I wanted to update you on plans for Launchnodes to migrate back to its bare metal infrastructure in Africa, following the outage and issues experienced last year.
We have carefully rebuilt our infrastructure with an improved architecture designed to further reduce points of failure, and provide additional robustness and security.
Over the past 2 months, in addition to the feedback and support we have had from Lido operators and the broader community, we have had support from 3rd parties to examine our setup prior to go-live, and highlight areas for improvement. To date, the following have been flagged:
- 10 ‘High Severity’ risk issues
- 11 ‘Medium Severity’ risk issues
- 11 ‘Low Severity’ risk issues
- 2 ‘Informational’ issues
As examples:
One ‘High Severity’ issue flagged was traffic from our internal Grafana servers not being SSL encrypted.
A ‘Medium Severity’ issue was not using SSO across all of our infrastructure.
A ‘Low Severity’ issue was not logging all traffic and connections, which would be useful for diagnostics and forensics.
(These and the majority of other recommendations have been implemented).
Resolutions have been implemented for all ‘High’ severity issues. Resolutions for 8 of the ‘Medium’ severity issues have been implemented, with the remaining 3 acknowledged by Launchnodes for further investigation and future planned updates. Resolutions have been applied for 10 of the 11 ‘Low’ Severity issues, with 1 issue acknowledged.
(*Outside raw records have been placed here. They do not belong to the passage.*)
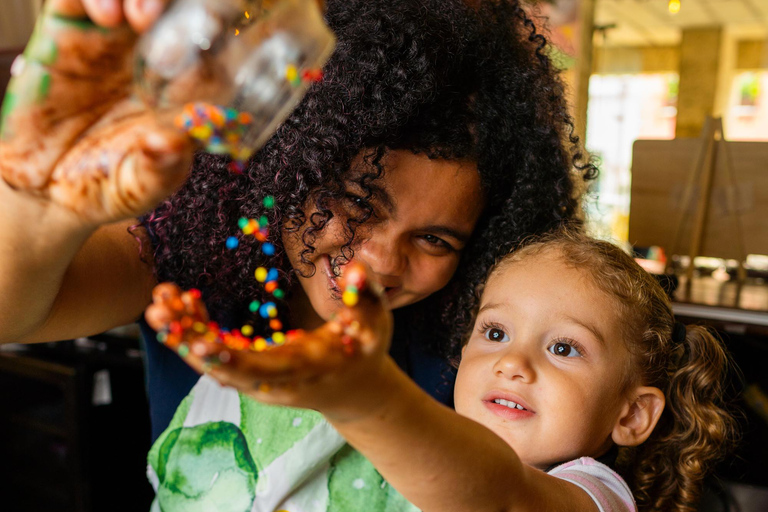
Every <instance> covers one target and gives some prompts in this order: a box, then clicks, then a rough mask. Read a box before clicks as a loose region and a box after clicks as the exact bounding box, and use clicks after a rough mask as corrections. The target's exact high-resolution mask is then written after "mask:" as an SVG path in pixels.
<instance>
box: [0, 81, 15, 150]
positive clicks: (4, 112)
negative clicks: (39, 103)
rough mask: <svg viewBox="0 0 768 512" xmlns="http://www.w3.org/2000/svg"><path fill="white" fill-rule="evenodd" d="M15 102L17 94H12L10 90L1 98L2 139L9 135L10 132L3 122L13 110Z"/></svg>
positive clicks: (0, 136) (0, 124) (9, 134)
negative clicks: (3, 96)
mask: <svg viewBox="0 0 768 512" xmlns="http://www.w3.org/2000/svg"><path fill="white" fill-rule="evenodd" d="M9 89H10V88H9ZM17 104H18V96H16V94H14V93H13V92H12V91H9V92H7V93H6V94H5V98H3V106H2V110H0V138H2V139H6V138H9V137H10V136H11V134H10V133H8V132H7V131H6V126H5V122H6V120H7V119H8V116H10V115H11V112H13V110H14V109H15V108H16V106H17Z"/></svg>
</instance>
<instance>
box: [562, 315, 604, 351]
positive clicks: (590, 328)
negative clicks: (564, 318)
mask: <svg viewBox="0 0 768 512" xmlns="http://www.w3.org/2000/svg"><path fill="white" fill-rule="evenodd" d="M563 318H565V319H566V320H569V321H571V322H573V323H575V324H577V325H580V326H582V327H583V328H585V329H586V330H588V331H589V332H591V333H592V334H593V335H594V336H595V338H597V341H599V342H600V345H602V346H603V347H605V337H604V336H603V333H602V332H600V330H599V329H598V328H597V327H595V326H594V325H592V324H590V323H587V322H583V321H581V320H580V319H578V318H576V317H574V316H570V315H563Z"/></svg>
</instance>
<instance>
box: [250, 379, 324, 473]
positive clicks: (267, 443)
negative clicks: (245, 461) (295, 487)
mask: <svg viewBox="0 0 768 512" xmlns="http://www.w3.org/2000/svg"><path fill="white" fill-rule="evenodd" d="M240 414H241V417H242V419H241V421H240V425H241V428H242V429H243V434H244V435H245V439H246V440H247V441H248V446H249V448H250V450H251V453H253V455H254V458H255V459H256V462H257V464H258V465H259V469H263V468H265V467H267V466H269V465H270V464H271V463H272V461H274V460H275V459H276V458H277V457H279V456H280V455H282V454H283V453H285V452H286V451H288V450H289V449H290V448H291V447H292V446H293V445H294V444H296V443H297V442H298V441H300V440H302V439H304V437H306V435H307V434H309V432H310V431H311V430H312V429H313V428H314V427H315V425H317V424H318V423H320V422H321V421H325V420H324V419H323V417H322V415H321V414H320V413H319V412H316V411H309V410H306V409H294V408H292V407H281V406H278V405H267V404H262V403H260V402H257V401H256V400H253V399H251V398H249V397H247V396H245V395H242V394H241V395H240ZM259 440H260V441H261V442H259Z"/></svg>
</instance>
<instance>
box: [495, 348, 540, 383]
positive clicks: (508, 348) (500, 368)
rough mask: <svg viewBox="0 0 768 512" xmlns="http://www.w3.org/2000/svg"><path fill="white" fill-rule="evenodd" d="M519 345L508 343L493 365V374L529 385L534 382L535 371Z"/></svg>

Issues have typically been ‘acknowledged’ for non-critical issues, where the recommendation is understood, however further investigation or planning/testing is required for the recommendation to be fully implemented. For example, we are cautious in implementing some automation of processes/server re-starts, and to set hard limits for some parameters until we have monitored production systems for some weeks at least. Where a resolution might have an impact on node performance or uptime, we have been particularly careful.
We are conscious that our environments and software will continue to change and evolve, and we regard this as a journey of continous improvement. We are planning further reviews and optimizations with our 3rd party specialists in the coming days and weeks. We have also been successfully running multiple nodes on Holesky in our updated environments.
The team is confident in moving back to our bare metal data centres, and aiming to start this process from 20th March 2024. We plan to move across a small number of nodes, monitor these for 7 days, before migrating our remaining nodes to the new environment. The old environment and web3signer will be destroyed before nodes are migrated and re-started.
This timing has been chosen to provide a good period of stability after Dencun and a decent period of monitoring unaffected by major events or public holidays.
Our monitoring and alerting will continue to operate 24x7, with our global team on standby throughout.
Please reach out if you have any feedback or would like more information, happy to discuss in more detail.
Many thanks as always for your patience and support - We’ll update you with progress as this migration takes place and ongoing.